Here
https://de.wikipedia.org/wiki/Polynominterpolation
under "Konvergenzverhalten" I found the following claim
If $f$ is analytic on $[a,b]$ and we have a sequence of sets of nodes at which $f$ is interpolated such that the maximal length approaches $0$ , then the sequence of interpolating polynomials uniformly converges to $f(x)$.
Here
https://en.wikipedia.org/wiki/Runge%27s_phenomenon
the function $$f(x)=\frac{1}{1+25x^2}$$ is given as an example that the interpolation error increases without bound if more and more equidistant nodes in the interval $[-1,1]$ are used to interpolate $f(x)$.
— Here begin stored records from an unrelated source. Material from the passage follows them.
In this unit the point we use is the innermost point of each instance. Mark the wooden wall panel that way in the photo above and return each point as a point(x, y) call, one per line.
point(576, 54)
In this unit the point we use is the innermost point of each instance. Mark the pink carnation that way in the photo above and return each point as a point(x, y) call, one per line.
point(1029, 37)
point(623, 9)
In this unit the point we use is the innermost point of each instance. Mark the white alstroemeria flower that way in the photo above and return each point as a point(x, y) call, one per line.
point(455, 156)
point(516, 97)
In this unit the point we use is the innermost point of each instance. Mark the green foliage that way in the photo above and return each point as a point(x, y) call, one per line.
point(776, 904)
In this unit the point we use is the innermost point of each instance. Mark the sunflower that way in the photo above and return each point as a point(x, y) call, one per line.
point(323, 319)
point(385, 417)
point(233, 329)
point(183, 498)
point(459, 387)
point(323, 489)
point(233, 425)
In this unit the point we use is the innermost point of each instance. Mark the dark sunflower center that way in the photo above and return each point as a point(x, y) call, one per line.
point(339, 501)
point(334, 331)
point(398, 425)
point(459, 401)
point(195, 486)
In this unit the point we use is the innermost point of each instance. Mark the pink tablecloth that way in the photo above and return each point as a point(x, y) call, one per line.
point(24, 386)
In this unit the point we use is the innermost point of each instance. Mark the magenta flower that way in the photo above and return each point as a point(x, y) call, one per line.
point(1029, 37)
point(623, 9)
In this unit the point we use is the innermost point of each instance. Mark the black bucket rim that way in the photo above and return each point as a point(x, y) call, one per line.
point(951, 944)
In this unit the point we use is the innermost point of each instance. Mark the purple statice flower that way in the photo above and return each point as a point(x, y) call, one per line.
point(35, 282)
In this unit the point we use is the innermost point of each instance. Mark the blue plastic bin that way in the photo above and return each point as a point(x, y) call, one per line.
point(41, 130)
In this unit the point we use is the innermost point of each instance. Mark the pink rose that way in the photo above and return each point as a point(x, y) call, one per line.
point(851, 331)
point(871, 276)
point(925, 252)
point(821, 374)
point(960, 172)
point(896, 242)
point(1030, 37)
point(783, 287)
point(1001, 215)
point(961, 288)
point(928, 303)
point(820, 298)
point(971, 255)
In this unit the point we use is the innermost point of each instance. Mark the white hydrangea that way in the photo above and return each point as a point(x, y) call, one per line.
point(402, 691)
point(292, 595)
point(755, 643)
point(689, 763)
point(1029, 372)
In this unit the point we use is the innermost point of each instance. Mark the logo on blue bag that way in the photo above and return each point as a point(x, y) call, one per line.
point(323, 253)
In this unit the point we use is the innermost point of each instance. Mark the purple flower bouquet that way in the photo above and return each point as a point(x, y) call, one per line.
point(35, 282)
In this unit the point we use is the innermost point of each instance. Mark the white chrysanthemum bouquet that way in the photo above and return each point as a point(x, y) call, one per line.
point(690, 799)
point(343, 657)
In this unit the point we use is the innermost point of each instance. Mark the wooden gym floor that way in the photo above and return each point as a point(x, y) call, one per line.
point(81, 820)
Is this not a contradiction to the claim above since $f(x)$ is analytic and the lengths of the sequence of sets of nodes converges to $0$ ?
What do I miss ?
The claim is correct for any polynomial interpolations in an interval $[a,b]$ if the function is analytic in a complex ball of radius $r>3(b-a)/2$ and centered at $(a+b)/2$. When $r$ is a bit smaller convergence depends upon the choice of interpolation points. $r>(b-a)/2$ is in general necessary. This is not the case for the Cauchy function $f$ which has poles at $\pm i/5$ which is inside the corresponding ball. (I vaguely recall that you may even estimate the rate at which the interpolation diverges...)